Upgrade from ICD to CRT-D in a patient with Persistent left superior vena cava using two valvuloplasty balloons in the Coronary sinus for LV lead placement

https://doi.org/10.1007/s00392-024-02526-y

Leonhard Schleußner (Dresden)1, S. Richter (Dresden)2, T. Gaspar (Dresden)3

1Herzzentrum Dresden GmbH an der TU Dresden Dresden, Deutschland; 2Herzzentrum Dresden GmbH an der TU Dresden Klinik für Innere Medizin und Kardiologie Dresden, Deutschland; 3Herzzentrum Dresden GmbH an der TU Dresden Sektion Rhythmologie Dresden, Deutschland

 

Background: A 65 year old male was transferred for evaluation for cardiac resynchronization therapy.
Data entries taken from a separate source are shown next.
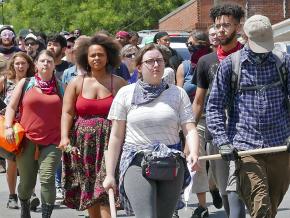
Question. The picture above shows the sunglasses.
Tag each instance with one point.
(30, 43)
(130, 55)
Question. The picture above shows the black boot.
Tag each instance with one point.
(25, 208)
(47, 210)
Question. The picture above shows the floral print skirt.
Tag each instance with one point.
(84, 167)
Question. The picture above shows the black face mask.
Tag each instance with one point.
(194, 48)
(259, 57)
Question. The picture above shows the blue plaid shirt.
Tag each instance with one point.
(259, 119)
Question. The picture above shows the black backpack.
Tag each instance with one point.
(236, 76)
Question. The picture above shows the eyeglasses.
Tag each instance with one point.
(189, 44)
(151, 62)
(223, 25)
(130, 55)
(30, 43)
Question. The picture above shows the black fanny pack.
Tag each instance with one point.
(160, 168)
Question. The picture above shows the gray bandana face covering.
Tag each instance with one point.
(145, 93)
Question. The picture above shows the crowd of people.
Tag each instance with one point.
(79, 96)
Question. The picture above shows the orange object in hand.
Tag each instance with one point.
(18, 135)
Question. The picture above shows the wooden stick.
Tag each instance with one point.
(111, 194)
(248, 152)
(112, 203)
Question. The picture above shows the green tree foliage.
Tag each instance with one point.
(88, 15)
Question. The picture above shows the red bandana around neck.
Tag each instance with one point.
(47, 87)
(223, 54)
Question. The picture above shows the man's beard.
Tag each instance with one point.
(5, 44)
(229, 39)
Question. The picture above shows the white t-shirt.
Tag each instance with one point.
(156, 122)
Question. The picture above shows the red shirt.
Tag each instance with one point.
(40, 117)
(98, 107)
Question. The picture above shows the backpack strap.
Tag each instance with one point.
(236, 71)
(186, 68)
(281, 68)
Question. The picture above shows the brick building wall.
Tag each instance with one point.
(183, 19)
(195, 13)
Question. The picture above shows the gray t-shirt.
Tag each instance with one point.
(156, 122)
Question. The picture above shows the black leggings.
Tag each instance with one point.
(149, 198)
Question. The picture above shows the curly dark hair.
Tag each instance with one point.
(11, 73)
(227, 9)
(46, 52)
(111, 46)
(143, 50)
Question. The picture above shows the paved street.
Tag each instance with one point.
(63, 212)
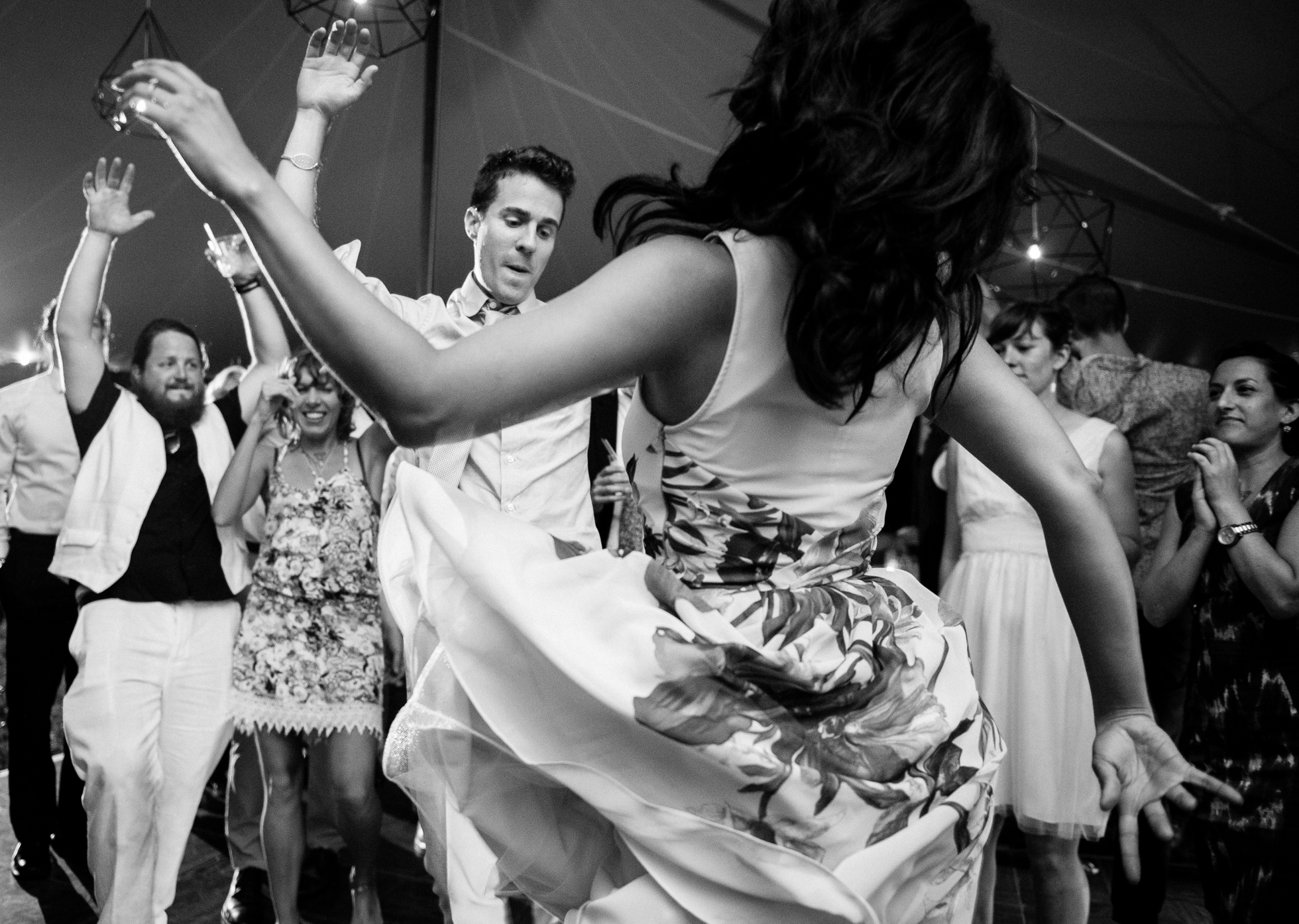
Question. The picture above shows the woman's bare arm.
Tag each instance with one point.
(1119, 493)
(952, 530)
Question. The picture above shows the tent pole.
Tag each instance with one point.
(427, 227)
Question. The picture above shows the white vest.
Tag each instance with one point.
(119, 477)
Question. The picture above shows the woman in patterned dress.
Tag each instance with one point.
(1242, 589)
(308, 660)
(744, 723)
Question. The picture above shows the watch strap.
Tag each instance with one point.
(302, 162)
(1239, 529)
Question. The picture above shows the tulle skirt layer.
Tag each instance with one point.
(1031, 675)
(530, 722)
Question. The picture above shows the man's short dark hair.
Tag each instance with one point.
(534, 160)
(1097, 303)
(162, 325)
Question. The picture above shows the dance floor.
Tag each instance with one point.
(406, 890)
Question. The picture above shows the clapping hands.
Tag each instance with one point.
(108, 199)
(334, 74)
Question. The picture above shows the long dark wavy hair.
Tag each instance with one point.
(882, 141)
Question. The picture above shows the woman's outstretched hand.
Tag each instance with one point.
(196, 125)
(1138, 766)
(334, 74)
(108, 199)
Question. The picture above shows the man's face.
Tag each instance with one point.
(170, 384)
(514, 237)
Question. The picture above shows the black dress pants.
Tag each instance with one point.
(40, 611)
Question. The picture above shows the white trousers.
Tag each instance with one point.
(147, 721)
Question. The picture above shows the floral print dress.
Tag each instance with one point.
(310, 653)
(737, 715)
(1242, 724)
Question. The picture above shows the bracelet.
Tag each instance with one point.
(302, 162)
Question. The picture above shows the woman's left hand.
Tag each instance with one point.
(196, 124)
(1138, 766)
(1219, 471)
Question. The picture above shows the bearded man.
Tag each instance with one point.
(147, 715)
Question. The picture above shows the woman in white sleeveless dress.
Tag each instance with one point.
(742, 723)
(1027, 660)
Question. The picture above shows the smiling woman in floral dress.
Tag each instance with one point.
(308, 662)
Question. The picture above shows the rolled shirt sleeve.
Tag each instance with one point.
(427, 314)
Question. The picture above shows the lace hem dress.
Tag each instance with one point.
(310, 653)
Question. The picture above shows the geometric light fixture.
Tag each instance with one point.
(1062, 234)
(147, 39)
(394, 25)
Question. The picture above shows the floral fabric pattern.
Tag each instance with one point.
(1242, 717)
(310, 653)
(826, 687)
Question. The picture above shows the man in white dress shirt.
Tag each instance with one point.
(534, 469)
(38, 468)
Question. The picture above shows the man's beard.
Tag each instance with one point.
(172, 415)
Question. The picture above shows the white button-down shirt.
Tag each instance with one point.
(38, 457)
(534, 469)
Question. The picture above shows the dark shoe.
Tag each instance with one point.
(246, 902)
(30, 863)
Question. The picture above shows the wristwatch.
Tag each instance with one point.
(1229, 536)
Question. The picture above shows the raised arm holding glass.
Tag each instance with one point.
(673, 750)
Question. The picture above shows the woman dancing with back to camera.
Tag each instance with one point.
(750, 724)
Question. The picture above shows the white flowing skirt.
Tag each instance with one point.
(522, 723)
(1029, 671)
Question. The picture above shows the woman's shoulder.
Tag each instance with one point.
(1081, 428)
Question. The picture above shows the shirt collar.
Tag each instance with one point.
(471, 298)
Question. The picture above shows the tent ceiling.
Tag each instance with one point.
(1207, 94)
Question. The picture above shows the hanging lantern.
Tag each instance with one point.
(147, 39)
(1062, 234)
(394, 25)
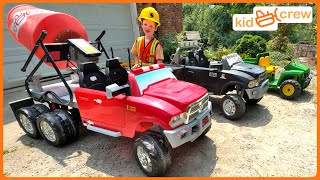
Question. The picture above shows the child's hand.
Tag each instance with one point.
(135, 66)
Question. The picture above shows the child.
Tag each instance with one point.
(147, 48)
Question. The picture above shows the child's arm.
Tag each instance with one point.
(159, 54)
(134, 52)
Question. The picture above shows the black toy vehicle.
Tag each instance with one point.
(230, 74)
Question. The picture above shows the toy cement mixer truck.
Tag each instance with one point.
(149, 100)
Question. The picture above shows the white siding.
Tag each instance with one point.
(116, 19)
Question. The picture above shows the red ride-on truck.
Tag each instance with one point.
(150, 101)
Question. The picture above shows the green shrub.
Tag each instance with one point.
(278, 43)
(250, 45)
(169, 44)
(217, 55)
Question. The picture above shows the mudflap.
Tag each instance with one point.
(15, 105)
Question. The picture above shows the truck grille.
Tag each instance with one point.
(197, 108)
(262, 77)
(306, 75)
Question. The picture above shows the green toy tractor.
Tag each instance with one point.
(291, 81)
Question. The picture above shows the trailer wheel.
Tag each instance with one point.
(290, 89)
(27, 117)
(205, 131)
(251, 101)
(153, 157)
(232, 106)
(56, 127)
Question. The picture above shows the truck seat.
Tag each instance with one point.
(91, 77)
(191, 60)
(116, 72)
(265, 62)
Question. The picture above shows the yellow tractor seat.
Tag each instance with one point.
(265, 62)
(271, 69)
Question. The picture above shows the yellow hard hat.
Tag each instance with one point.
(151, 14)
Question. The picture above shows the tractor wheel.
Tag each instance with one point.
(290, 89)
(27, 117)
(152, 156)
(57, 127)
(232, 106)
(307, 85)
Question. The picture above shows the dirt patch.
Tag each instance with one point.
(276, 137)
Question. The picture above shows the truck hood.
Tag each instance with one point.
(253, 70)
(297, 66)
(178, 93)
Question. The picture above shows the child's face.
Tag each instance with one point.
(148, 27)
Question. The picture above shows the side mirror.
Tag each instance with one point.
(114, 90)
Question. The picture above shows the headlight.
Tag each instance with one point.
(178, 119)
(253, 83)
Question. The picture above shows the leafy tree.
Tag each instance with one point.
(250, 45)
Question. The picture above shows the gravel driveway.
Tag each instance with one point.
(275, 138)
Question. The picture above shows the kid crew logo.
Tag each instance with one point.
(265, 18)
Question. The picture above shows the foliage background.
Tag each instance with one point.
(214, 22)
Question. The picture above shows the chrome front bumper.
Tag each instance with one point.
(189, 132)
(258, 92)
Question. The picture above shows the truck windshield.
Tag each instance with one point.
(233, 59)
(146, 79)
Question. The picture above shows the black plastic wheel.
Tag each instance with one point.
(232, 106)
(27, 117)
(290, 89)
(57, 127)
(251, 101)
(205, 131)
(152, 156)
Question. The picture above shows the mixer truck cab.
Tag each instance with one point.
(149, 101)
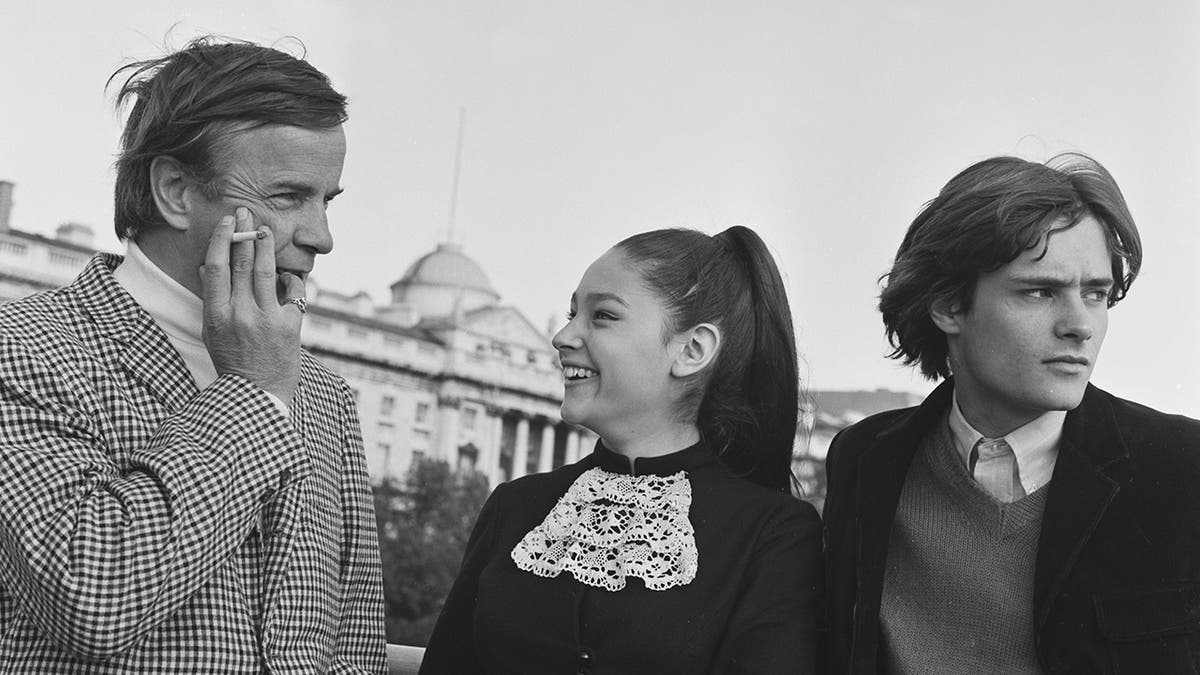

A single chamber ICD had been implanted in 2009 after diagnosis of dilative cardiomyopathy. The patient had recently suffered from several cardiac decompensations and was currently NYHA status III. 12-lead-ECG revealed a complete left bundle branch block with a QRS duration of 206 ms. Transthoracic echocardiography showed reduced left ventricular ejection fraction (LVEF 32%). Past medical history was significant for paroxysmal atrial fibrillation, diabetes mellitus type II, arterial hypertension, hyperlipidemia, gout, hypothyroidism and chronic renal insufficiency.
Preoperative chest X-ray revealed an anomalous course of the ICD shock coil, suggestive of persistent left superior vena cava (PLSVC), which was confirmed by a contrast-enhanced CT.

Intervention:
Intraoperatively, a venogram via a sheath in the left subclavian vein showed a grossly enlarged coronary sinus (CS). Due to the diameter of the enlarged CS and antegrade injection of contrast media, drainage into RA was too quick to opacify LV veins. To facilitate retrograde filling of possible target veins for LV lead placement, a 25 mm valvuloplasty balloon was introduced into the CS and inflated to hinder contrast drainage into the right atrium. Due to the large diameter of the CS, retrograde filling of LV veins could still not be achieved. Only after inflation of a second valvuloplasty balloon, drainage of contrast was slow enough to reveal a large posterolateral LV vein. One valvuloplasty ballon was retrieved, the other was positioned with its proximal end adjacent to the posterolateral sidebranch. Subsequently, the sidebranch was intubated successfully with a CS sheath and a 90° subselector, using the ballon's end as a "bumper" to guide the sheath from the CS into the vein. The ballon was retrieved, a wire was advanced throuh the sheath and a passive fixation quadripolar LV lead was implanted. After placement of an RA lead, the ICD was replaced with a CRT-D device and all three leads were connected with it.